Lee Collins gets the setting right. Where he falters is with the characters. Cora is a fairly standard, tough as nails monster hunter who is out to prove that her balls are bigger than any man’s. And then there is Ben. I’m half convinced that Ben is a figment of Cora’s imagination, because no one else interacts with him. The only reason I am not fully convinced that he is a ghost is because she references him to other people and they don’t act like she is crazy. So apparently, he is real, but just… completely irrelevant. Honestly, I’m not sure why he is in the book.
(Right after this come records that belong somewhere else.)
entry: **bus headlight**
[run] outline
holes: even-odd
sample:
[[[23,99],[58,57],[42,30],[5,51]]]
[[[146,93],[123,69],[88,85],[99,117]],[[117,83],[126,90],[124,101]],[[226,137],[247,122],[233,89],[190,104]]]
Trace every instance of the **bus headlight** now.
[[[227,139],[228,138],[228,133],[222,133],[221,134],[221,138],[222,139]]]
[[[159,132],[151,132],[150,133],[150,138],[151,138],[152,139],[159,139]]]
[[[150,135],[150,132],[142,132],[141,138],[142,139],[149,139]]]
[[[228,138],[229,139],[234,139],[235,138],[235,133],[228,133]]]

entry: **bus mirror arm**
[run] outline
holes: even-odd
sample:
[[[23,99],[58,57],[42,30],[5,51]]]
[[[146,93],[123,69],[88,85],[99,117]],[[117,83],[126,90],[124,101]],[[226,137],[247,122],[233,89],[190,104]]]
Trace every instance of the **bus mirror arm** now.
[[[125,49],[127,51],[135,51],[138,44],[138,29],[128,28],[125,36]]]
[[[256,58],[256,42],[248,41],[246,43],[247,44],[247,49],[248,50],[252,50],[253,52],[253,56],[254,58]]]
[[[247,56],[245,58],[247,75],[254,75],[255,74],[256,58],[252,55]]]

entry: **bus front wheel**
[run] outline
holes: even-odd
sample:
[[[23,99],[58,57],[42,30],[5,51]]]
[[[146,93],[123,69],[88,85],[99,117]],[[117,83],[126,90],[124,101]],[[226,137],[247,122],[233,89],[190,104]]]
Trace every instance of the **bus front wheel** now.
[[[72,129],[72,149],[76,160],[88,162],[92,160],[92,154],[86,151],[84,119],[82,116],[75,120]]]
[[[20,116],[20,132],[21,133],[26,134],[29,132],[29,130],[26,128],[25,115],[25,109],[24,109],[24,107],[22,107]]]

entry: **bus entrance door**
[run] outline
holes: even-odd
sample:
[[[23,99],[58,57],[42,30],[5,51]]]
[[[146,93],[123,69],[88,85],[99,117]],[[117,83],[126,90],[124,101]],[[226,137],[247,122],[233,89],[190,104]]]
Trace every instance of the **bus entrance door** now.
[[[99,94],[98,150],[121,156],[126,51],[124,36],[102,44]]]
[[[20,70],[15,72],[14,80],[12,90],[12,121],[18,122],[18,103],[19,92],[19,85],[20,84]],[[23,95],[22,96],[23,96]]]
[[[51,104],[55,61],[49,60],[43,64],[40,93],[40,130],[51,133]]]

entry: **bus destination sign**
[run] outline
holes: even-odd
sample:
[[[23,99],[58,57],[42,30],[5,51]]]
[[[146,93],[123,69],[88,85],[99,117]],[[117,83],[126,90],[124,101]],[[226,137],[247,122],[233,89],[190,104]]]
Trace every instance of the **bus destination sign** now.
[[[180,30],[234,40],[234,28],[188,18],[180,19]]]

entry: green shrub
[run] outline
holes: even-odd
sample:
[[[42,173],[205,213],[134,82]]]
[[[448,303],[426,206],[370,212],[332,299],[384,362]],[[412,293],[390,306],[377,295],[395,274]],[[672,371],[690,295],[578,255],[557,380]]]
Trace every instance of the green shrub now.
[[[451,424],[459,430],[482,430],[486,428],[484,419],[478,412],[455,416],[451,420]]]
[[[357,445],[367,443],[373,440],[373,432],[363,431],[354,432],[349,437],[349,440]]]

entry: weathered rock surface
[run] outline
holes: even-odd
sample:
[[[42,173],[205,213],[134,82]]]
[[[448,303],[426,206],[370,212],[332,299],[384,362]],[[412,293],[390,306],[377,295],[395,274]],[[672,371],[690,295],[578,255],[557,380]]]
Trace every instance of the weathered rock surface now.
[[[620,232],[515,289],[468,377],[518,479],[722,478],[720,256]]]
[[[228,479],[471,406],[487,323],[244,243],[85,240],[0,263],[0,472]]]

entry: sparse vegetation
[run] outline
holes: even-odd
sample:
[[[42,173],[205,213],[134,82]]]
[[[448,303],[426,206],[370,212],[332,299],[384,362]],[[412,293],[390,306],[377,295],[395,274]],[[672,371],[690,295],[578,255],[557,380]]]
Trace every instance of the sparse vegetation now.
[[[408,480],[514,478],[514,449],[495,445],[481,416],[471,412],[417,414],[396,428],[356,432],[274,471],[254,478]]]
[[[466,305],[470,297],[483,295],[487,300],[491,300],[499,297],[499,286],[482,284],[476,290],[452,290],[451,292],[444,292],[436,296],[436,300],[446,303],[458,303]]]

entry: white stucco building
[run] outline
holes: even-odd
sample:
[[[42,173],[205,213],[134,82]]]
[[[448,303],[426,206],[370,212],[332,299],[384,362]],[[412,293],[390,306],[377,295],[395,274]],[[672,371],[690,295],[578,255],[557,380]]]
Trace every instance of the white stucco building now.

He does provide the material for a few softer scenes with Cora, but serves little other purpose.

So, I was losing interest in The Dead of Winter.  Between immaterial characters and a plot that suffered from infodumps and clunky exposition, and the feeling that I wasn’t reading one novel but a collection of short stories, I got about half way through and then Cora describes herself as the “big damn hero” and I lost my patience. If you are not familiar with the phrase big damn hero it’s one of the main catchphrases of the television show Firefly,  which was a sci-fi western, and either as an awkward homage to Zoe, the female fighter character, or just unfamiliarity with genre westerns, it was so clunky that it just threw me completely out of the story. I read a few more pages, put it down to come back to later, and after a week of it glaring at me from the corner and me pointedly ignoring it, I put this wounded horse out of its misery. Wow, how about that for mixing some metaphors, right?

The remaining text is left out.